Kimsenin uyanık gözle şahit olamadığı bir şenliğin ortasında bulur kendini Roverandom. Dünyadan birçok çocuk Ay’dadır. Bu çocuklar rüya yoluyla Ay’daki Adam tarafından getirilir, harikulâde oyunlar oynarlar. Satırların içinden geçerken zamanımızda çocukluğun nasıl da yitirildiğine de şahit oluruz. Toprak kazıp, çiçek toplama, ağaca tırmanma gibi oyunlardan, varlıkla, tabiatla münasebetten mahrum çocukluğumuz ve çocuklar. Ay’daki çocuklar hepsine sahip olarak neşe içinde oynarlar. Ay’daki Adam, onların gelişinden bahsederken iki yolu tarif eder. Kendi yolu, Rahmanî bir yol ve bir de kendisi farkedip engelleyemezse örümceklerin başka bir vadiye götürdüğü şeytanî bir yol. Örümcek konusuna ayrı değinmek gerekiyor. Tolkien evreninin altı çağında ve onlardan önce farklı isimleri olan çağlarda dahi hep örümcekleri görürüz. Ve hepsinde de şerli yaratıklar olarak resmedilirler.

Oktan Keleş’in 22.11.2012 tarihli “Sin-Ay” ve 04.11.2013 tarihli “Ehl-i Ay Çocukları Deneyi -Tavşan Kardeşler” başlıklı yazılarında Ay ile alakalı dikkat çekici değerlendirmeler mevcut. İlk olarak Hazret-i Peygamber Efendimiz’in sallallahu aleyhi vesellem, Ay’ı ikiye bölme mucizesi ile ilgili olarak farklı bir yaklaşımda bulunmuştu. İlgili yazılarda, yarılma hadisesinin bir yönünün de Ay’da bulunan şerli birtakım cinlerin manyetik olarak hapsedilmesine dair olduğundan bahsediliyordu. Yarığın günümüzde tekrar açılmaya çalışıldığı ve bütün dünyanın gözü önünde, bilimsel çalışma kılıfı içersinde bombalamalar, uydu düşürmeler gibi faaliyetlerdeki asıl niyetlerinin bu olduğu konusu işleniyordu. Söz konusu yarığın adı Mîm Vadisi.
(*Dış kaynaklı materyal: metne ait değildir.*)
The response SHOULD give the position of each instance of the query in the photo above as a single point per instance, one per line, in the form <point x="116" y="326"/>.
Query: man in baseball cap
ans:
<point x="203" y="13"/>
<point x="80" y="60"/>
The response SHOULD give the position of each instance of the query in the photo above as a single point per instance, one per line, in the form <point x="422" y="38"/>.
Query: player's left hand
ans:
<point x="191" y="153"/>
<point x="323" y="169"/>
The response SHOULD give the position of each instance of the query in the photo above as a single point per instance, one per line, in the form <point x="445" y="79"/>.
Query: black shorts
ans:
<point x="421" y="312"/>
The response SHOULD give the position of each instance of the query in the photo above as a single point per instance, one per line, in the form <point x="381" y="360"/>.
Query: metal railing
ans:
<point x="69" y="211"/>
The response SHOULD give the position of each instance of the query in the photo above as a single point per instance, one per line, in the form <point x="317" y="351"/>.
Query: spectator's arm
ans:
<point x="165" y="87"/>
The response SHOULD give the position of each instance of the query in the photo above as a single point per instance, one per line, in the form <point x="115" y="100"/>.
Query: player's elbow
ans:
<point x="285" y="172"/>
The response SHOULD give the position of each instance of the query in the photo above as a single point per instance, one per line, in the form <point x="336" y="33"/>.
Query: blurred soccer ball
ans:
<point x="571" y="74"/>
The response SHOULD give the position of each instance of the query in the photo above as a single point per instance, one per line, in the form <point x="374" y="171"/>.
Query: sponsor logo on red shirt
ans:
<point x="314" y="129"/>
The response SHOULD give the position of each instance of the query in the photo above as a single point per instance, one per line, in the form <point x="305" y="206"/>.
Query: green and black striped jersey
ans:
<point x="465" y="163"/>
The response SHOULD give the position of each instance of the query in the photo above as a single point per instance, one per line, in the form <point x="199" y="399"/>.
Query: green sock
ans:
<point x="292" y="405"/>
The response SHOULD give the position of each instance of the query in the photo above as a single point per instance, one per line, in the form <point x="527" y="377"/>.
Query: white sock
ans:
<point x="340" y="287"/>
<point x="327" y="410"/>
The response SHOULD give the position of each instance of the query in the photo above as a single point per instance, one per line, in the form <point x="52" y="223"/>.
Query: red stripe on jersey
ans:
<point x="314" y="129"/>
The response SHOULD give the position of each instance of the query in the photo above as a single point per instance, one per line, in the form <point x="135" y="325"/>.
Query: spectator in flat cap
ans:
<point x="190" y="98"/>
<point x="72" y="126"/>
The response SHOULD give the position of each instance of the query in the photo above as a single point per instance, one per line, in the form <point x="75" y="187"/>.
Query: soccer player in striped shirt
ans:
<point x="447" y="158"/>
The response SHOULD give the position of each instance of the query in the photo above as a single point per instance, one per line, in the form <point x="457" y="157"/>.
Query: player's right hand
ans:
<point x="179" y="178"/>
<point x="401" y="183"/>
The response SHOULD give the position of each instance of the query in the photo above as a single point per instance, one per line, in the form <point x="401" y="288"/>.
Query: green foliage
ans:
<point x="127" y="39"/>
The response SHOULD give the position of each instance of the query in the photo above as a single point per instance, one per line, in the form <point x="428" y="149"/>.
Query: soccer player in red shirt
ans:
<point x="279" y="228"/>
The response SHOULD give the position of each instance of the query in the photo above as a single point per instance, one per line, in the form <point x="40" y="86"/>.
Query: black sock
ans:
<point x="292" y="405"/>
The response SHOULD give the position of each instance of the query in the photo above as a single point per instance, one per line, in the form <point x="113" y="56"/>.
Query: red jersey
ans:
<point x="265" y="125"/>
İkinci konu ise, Hitler ve Stalin gibi şeytanî diktatörlerin başlatıp yürüttüğü tavşan deneyleri ve tavşan bahsi ve çocuklar üzerinde yapılan başkaca deneylerle ilgilidir. Yazıda, insan beyninde yaratılıştan gelen, Ay ile alakalı bir departman olduğu, Ay’a hükmetmek isteyenlerin bu odayı deneylerle manipüle etmeye çalıştığı, otistik çocukların ve başkaca sağlıklı çocukların üzerinde bu istikâmette deneyler yapıldığı konuları işlenir.

Ay'daki Adam'ın uzun beyaz sakalına hayran Ay çocukları

Ay’daki Adam’ın uzun beyaz sakalına hayran Ay çocukları

Roverandom hikayesinde rüyalar vasıtası ile Ay’a getirilme olgusuna yakından bakalım: Rüya, sırrı çözülememiş, hadis-i şerifte meâlen ölümün kardeşi, misal alemine gidip-gelmenin kapısı olan ve beynin cismanî tarafına da bakan bir aktivite. Ay’daki Adam’ın Ay’a, rüyayı binek gibi kullanarak çocuklar getirmesi ve onlar için şenlikler düzenlemesi, Oktan Keleş’in bahsettiği, şerlilerin çocuklara zulmen yaptırmaya çalıştığı seyahatlerin anti’si/zıddı mahiyetinde müsbet bir alınma/götürülmeyi ifade ediyor olabilir mi? Kaldı ki, Ay’daki Adam’ın, örümceklerin başka vadiye, “maalesef” notuyla ve kendisinin bunları engellemeye çalışıyor olduğu ek beyanıyla, götürmeye çalıştığı çocuklardan söz ettiğini görüyoruz. Mîm Vadisi’nin şerlilerini hapisten kurtarmak için örümcekler çocukları Ay’daki Adam’ın götürdüğü vadiden başka “bir vadiye” götürüyor olabilir mi? “Ehl-i Ay Çocukları” yazısında geçen bir diğer mesele de tavşan konusu idi. Alice Harikalar Diyarında romanında, yazar Lewis Carroll Dodgson, tavşan deliğine düşen bir kız çocuğunun beyaz bir tavşanı takip etmesi sonucu başlayan olaylar zincirini anlatıyordu. Oktan Keleş, tavşan konusuna değinirken bu romanı da hatırlatıyor, tavşanlar üzerinde yapılan gizli deneylerle birlikte tavşan simgesinin çocuk edebiyatında kullanılmasında birtakım niyetler olduğunu imâ ediyordu.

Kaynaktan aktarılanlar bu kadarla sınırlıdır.